= Miguel Mancera =

Mexican economist (1932–2026)

Miguel Mancera Aguayo (18 December 1932 – 10 August 2026) was a Mexican economist. He served as general director of the Bank of Mexico, the country's central bank, from 1982 until 1998.

==Early life and career==
Mancera Aguayo was born in Mexico City on 18 December 1932, to Rafael Mancera Ortiz and María Luisa Aguayo Cendejas. He received a bachelor's degree in economics from the Instituto Tecnológico Autónomo de México (ITAM) and a master's degree in economics from Yale University.

Before joining the public sector, Mancera worked at the Bank of Commerce (nowadays BBVA Bancomer) from 1953 to 1955 and taught several courses at the Escuela Libre de Derecho (1956–1957).
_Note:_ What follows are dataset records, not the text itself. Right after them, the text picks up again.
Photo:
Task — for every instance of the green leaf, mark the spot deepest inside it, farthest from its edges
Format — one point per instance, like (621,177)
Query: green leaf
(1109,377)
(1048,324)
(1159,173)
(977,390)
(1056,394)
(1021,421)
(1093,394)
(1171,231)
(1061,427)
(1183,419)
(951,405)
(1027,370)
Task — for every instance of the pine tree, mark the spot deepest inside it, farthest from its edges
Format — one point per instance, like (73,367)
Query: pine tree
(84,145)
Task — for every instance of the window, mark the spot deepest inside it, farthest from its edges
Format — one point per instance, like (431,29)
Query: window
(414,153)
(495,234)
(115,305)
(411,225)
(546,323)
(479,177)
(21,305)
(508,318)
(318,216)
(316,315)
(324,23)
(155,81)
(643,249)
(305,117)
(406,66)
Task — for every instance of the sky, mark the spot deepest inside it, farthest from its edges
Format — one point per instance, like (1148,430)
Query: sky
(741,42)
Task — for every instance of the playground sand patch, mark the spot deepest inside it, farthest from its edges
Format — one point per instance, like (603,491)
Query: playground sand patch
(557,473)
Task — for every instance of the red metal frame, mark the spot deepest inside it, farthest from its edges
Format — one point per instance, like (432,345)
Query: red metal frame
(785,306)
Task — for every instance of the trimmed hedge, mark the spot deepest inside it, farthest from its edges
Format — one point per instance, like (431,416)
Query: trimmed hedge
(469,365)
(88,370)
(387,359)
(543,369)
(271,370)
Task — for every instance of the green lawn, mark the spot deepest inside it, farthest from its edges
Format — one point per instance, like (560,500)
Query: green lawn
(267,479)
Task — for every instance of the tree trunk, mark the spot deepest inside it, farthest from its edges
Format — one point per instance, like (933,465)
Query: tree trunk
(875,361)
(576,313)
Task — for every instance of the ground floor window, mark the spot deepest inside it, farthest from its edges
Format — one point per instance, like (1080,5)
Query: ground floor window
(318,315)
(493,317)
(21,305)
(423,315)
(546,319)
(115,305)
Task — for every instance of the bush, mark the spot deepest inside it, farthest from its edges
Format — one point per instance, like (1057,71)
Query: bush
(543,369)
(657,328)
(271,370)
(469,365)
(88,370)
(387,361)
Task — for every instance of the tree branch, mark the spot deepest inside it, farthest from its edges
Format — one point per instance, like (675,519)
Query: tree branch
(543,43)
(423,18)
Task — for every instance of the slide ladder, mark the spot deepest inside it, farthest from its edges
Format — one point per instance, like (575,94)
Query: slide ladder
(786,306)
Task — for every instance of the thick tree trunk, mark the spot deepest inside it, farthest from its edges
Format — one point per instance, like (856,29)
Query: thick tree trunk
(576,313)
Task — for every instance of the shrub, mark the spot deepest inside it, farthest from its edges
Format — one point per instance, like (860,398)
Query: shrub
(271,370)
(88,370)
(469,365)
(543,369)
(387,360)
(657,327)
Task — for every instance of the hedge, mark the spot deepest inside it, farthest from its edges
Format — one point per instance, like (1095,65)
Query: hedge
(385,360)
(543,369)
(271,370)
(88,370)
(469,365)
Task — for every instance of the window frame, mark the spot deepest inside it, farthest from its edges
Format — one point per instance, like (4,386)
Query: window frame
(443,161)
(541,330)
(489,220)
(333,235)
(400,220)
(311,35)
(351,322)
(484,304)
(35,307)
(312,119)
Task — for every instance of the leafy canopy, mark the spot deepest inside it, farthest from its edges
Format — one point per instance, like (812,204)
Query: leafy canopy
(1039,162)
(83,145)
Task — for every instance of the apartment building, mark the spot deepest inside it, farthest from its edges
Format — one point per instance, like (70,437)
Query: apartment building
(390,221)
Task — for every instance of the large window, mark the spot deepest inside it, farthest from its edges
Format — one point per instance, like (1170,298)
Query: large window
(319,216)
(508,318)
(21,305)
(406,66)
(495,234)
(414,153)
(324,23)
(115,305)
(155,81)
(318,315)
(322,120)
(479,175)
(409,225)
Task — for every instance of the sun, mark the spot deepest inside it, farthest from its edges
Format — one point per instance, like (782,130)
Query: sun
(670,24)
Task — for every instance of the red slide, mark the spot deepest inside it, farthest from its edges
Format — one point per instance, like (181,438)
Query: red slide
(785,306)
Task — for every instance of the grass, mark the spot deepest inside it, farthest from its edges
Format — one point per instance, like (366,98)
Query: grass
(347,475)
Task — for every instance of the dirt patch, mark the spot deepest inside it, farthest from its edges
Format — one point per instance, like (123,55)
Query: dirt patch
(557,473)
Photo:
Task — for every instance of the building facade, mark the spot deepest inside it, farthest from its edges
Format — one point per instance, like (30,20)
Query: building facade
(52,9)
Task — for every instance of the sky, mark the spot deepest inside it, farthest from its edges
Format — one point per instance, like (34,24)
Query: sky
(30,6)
He was also a member of the faculty of the ITAM (1958–1965) and the Latin American Center of Monetary Studies (CEMLA) in 1962–1964.

He joined the Bank of Mexico (Banxico) in 1957 and 25 years later was appointed general director by President Miguel de la Madrid. During the 1980s, he faced one of the toughest economic crises in the history of Mexico and in the early 1990s he launched a new national currency, the nuevo peso. In 1994, following a constitutional amendment granting the central bank its autonomy, he became Banxico's first governor. He retired from Banxico and public life in 1998.

==Personal life and death==
Mancera was married to Sonia Corcuera Corcuera. He received the Order of Rio Branco (Brazil, 1983) and was an officer of the French Légion d'honneur (1990). He died on 10 August 2026, at the age of 93.